For many homebuyers, choosing the perfect mortgage can be challenging. Whether they’re looking to buy a complete fixer-upper or purchasing a home with a couple necessary upgrades, it’s difficult to identify the most cost-effective strategy—but we might’ve found it for you.
The 203(k) mortgage, formally known as the Federal Housing Administration’s 203(k) Rehabilitation Mortgage Insurance Program, was created to allow borrowers to roll any renovation costs into their overall mortgage. It’s a great option for both homeowners and mortgage lenders, as this FHA-backed loan provides a low-risk product for lenders and relatively easy parameters for borrowers. More specifically, with this mortgage, homeowners are only required to pay a 3.5 percent down payment.
There are two types of 203(k) mortgage:
- Standard 203(k) Mortgage: This is the mortgage for any owners of a fixer-upper, as this loan will cover projects of more $35,000. With this standard option, an HUD Consultant will review the overall project with both the homeowner and the contractor, as well as check in throughout the process and request withdraws from the funds in escrow when requested by the contractor.

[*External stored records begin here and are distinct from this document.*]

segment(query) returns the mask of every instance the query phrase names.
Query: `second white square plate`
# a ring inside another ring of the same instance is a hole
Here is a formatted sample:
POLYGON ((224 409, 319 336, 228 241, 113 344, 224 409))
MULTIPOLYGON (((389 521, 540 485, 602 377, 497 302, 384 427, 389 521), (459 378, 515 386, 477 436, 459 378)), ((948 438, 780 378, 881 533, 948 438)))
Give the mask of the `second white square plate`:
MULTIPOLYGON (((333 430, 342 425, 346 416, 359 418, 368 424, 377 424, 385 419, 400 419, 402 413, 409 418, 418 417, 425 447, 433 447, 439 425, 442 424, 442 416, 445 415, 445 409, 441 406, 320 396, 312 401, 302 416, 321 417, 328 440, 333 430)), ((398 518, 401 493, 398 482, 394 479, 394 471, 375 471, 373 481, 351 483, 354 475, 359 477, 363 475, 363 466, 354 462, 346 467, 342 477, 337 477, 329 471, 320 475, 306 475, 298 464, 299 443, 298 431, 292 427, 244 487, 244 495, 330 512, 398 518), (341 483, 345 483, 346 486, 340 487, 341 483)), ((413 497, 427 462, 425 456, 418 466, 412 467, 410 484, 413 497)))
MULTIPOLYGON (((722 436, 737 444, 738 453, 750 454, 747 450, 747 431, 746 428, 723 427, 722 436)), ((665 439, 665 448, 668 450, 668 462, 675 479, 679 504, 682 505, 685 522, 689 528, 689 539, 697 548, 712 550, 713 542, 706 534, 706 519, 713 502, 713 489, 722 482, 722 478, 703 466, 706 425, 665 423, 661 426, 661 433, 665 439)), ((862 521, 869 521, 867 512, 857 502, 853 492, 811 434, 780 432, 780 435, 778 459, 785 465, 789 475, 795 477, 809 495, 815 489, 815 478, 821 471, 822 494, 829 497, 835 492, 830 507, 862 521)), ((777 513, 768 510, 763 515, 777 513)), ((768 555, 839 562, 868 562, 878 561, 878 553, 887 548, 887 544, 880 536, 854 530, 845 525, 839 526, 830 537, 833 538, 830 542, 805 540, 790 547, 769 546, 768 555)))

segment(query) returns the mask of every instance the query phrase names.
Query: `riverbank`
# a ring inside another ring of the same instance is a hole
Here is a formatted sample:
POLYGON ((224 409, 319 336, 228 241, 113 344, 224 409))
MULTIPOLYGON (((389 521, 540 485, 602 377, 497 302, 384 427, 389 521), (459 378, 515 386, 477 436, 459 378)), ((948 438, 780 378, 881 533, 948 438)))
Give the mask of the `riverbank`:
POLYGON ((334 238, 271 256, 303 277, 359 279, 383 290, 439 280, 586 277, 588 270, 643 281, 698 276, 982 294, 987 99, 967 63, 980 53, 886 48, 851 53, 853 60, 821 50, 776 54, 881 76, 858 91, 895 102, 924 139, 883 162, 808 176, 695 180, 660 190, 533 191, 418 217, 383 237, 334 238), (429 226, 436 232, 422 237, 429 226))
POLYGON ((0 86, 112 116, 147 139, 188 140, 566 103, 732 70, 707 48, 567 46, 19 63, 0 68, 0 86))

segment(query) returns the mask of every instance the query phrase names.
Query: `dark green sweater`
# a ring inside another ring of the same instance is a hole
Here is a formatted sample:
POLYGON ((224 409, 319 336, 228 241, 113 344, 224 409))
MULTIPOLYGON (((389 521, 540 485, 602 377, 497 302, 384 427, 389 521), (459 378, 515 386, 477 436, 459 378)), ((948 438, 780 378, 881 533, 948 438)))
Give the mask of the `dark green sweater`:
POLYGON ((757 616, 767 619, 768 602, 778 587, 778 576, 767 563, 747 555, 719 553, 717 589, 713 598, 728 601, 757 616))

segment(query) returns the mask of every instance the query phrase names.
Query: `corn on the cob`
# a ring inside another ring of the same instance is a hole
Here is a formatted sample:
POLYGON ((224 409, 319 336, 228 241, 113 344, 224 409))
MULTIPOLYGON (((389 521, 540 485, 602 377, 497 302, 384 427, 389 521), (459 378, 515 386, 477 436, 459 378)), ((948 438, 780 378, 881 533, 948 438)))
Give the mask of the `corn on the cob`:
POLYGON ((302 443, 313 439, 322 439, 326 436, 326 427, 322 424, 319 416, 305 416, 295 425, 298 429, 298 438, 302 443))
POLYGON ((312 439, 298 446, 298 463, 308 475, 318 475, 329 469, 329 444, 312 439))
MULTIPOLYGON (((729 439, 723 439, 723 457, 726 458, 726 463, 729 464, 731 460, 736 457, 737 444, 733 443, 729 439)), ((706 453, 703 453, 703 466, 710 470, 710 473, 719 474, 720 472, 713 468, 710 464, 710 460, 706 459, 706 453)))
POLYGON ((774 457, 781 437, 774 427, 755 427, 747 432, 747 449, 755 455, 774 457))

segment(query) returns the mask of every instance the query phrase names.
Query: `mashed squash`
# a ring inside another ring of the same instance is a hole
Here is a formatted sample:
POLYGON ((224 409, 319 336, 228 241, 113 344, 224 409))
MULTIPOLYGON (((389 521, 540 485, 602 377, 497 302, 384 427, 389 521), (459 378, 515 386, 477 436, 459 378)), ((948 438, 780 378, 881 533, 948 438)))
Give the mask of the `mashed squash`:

- Limited 203(k) Mortgage: The limited 203(k) is perfect for homeowners with a couple upgrades in mind for their house, as it will finance projects of up to $35,000.
Both types are great options to consider because they prevent borrowers from managing multiple loans, payments, and interest rates. In some cases, however, this loan will have a slightly higher interest rate and can thus be more expensive in the short-run. According to Carl Markman, Director of Sales for REMN Wholesale, this should NOT be off-putting for borrowers.
“In most cases, once the work is completed, the borrowers can actually refinance to a little bit lower of an interest rate, and in many cases, get rid of the mortgage insurance that was on the loan,” explains Markman. “In a lot of cases, if you’re fixing up a home, typically the value has increased. So when people do these 203(k)s/HomeStyle renovation loans, the houses are typically worth more now, so they have built in equity immediately.”
It’s important to remember that this only applies to owner-occupied properties. Any investors seeking a loan for renovations should talk to their local lender to discuss alternate home financing options.